第16話 盲目の奴隷に戻って
サービトは欠伸を噛み殺し、前を行くナーディヤの足音に集中する。
定期市で居丈高な態度で店主に接していた男を見つけたのはつい先ほど。尾行してみると、その男がムフタスィブの仕事を受け負っているらしい事が分かった。男は獲物を漁るように定期市を物色し、そこを離れるとフブズ屋が集まる常設のスークに立ち寄った。
「この店のフブズに虫が混じっているとタレこみが入った」
男の唐突な文言に、店員は困惑気味の笑みを浮かべた。
「まさか。うちはどの店よりも清潔な環境でフブズを作ってるんですよ。他の店の間違いじゃないんですか?」
「いいやこの店だ。蠅が何匹も混じっていたらしい。驚いてすぐに捨てたそうで現物はないが調べさせてもらう」
「だったら証拠もないじゃないですか?」
瞬間、男が店員の首根っこを掴んで引き寄せた。
「てめえ下っ端だろ? いいからアタマ呼べよ」
店員を突き飛ばす。その騒動を聞いたのか、店主らしき男が表に出てきた。チンピラと目があうと、その接客用の笑みが消える。
「……いつもの金額で良いですね?」
「こっそり聞いてたな。だったら早く出てきて寄越せよ、馬鹿がよ」
男は店主から金を奪い、足取り軽く上機嫌で去っていく。ナーディヤたちは距離を取り、静かにその後を追った。

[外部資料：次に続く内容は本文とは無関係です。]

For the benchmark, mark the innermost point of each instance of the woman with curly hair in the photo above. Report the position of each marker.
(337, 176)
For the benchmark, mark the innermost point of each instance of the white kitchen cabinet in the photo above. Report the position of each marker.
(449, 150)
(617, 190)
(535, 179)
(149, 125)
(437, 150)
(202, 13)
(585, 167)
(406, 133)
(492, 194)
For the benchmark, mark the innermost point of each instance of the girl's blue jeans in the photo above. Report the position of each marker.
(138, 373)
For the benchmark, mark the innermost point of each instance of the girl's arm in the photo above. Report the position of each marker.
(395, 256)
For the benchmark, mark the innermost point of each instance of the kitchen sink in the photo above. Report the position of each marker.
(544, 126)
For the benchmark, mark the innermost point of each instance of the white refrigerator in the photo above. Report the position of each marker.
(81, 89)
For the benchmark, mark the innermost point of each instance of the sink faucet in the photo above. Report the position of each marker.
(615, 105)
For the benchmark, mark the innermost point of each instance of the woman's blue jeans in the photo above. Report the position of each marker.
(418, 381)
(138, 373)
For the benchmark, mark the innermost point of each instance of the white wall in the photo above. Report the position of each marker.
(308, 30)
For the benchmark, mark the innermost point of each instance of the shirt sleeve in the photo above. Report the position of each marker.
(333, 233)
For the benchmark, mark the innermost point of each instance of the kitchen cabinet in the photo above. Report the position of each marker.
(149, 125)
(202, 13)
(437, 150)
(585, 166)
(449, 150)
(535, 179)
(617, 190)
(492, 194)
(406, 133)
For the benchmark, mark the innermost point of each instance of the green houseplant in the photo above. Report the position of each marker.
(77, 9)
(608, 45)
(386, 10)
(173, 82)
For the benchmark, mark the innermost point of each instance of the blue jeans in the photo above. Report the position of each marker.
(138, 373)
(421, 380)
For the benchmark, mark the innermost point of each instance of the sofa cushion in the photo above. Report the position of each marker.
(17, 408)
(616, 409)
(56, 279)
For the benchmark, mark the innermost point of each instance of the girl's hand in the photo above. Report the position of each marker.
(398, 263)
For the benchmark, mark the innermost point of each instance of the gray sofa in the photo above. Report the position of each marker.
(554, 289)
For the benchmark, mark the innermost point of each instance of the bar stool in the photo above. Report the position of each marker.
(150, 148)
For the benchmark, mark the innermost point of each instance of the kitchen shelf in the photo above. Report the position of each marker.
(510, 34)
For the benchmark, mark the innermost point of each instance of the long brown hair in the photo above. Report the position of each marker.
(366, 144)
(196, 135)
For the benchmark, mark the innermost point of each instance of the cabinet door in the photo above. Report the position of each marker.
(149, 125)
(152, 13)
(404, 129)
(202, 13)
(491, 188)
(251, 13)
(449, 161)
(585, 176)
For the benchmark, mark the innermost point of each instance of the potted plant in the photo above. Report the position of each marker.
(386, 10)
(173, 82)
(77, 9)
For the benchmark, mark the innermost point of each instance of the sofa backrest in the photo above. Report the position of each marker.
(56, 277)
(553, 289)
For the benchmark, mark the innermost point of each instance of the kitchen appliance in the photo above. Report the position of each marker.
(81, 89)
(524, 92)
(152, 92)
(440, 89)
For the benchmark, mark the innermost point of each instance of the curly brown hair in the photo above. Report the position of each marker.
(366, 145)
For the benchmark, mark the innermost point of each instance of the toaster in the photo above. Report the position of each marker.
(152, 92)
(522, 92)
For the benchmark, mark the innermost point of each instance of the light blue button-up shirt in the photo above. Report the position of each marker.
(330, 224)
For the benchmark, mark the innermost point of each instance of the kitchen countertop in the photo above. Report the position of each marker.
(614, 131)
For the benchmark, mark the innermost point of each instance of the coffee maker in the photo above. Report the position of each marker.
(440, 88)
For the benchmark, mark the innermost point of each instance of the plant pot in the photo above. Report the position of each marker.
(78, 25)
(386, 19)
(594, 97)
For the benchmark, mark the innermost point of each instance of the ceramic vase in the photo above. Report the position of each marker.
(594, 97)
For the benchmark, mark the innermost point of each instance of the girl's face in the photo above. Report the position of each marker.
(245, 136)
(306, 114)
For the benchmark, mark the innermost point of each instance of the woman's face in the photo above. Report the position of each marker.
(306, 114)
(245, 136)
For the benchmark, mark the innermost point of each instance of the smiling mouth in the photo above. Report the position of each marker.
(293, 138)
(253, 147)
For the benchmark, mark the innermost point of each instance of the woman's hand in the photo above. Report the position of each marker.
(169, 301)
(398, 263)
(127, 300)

男は他の店には見向きもせずにスークを出ていく。その足取りに迷いはなく、どこかの目的地に向かっているらしい。必然、ナーディヤたちも一直線に進んでいく。離れて着いてくる護衛の男がナーディヤの行動を不審に思い始めていても不思議ではない。
「後ろはどうするつもりですか?」
今までは何も言わずに誤魔化す方向でやり過ごしていた。しかし限界がすぐそこに見えているのは当初から分かっていた事だ。果たして、ナーディヤも小さな唸り声を洩らした。
「……考えてはいる」
そう言われるとサービトに返す言葉はない。ダマスクスの常に騒がしい喧噪に耳を澄ませながらナーディヤの足音に着いていく。
喧噪に違和感があった。
喧噪は人々が好き勝手に生活しているからこそ、様々な音が混ざり合って却って特徴のない音になる。しかし今の喧騒にはやけに鋭さを感じる。つまり、人々が同じような音や声を発しているという事だ。
「待ってください。様子が変です」
サービトは言って、足を止めたナーディヤに寄って周囲を窺う。
悲鳴、怒号、走っているような足音。誰かが暴れているのか。少しずつ近づいてくる。追っていた男はそんな事とはお構いなしに遠くなる。
「駄目、見失ってしまう」
「……行きましょう。警戒は俺がします。手を引っ張ってもらって良いですか?」
ナーディヤはサービトの手首を掴んで歩き出した。サービトは意識の全てを喧噪に向け、ナーディヤに誘導されるがままに足を動かした。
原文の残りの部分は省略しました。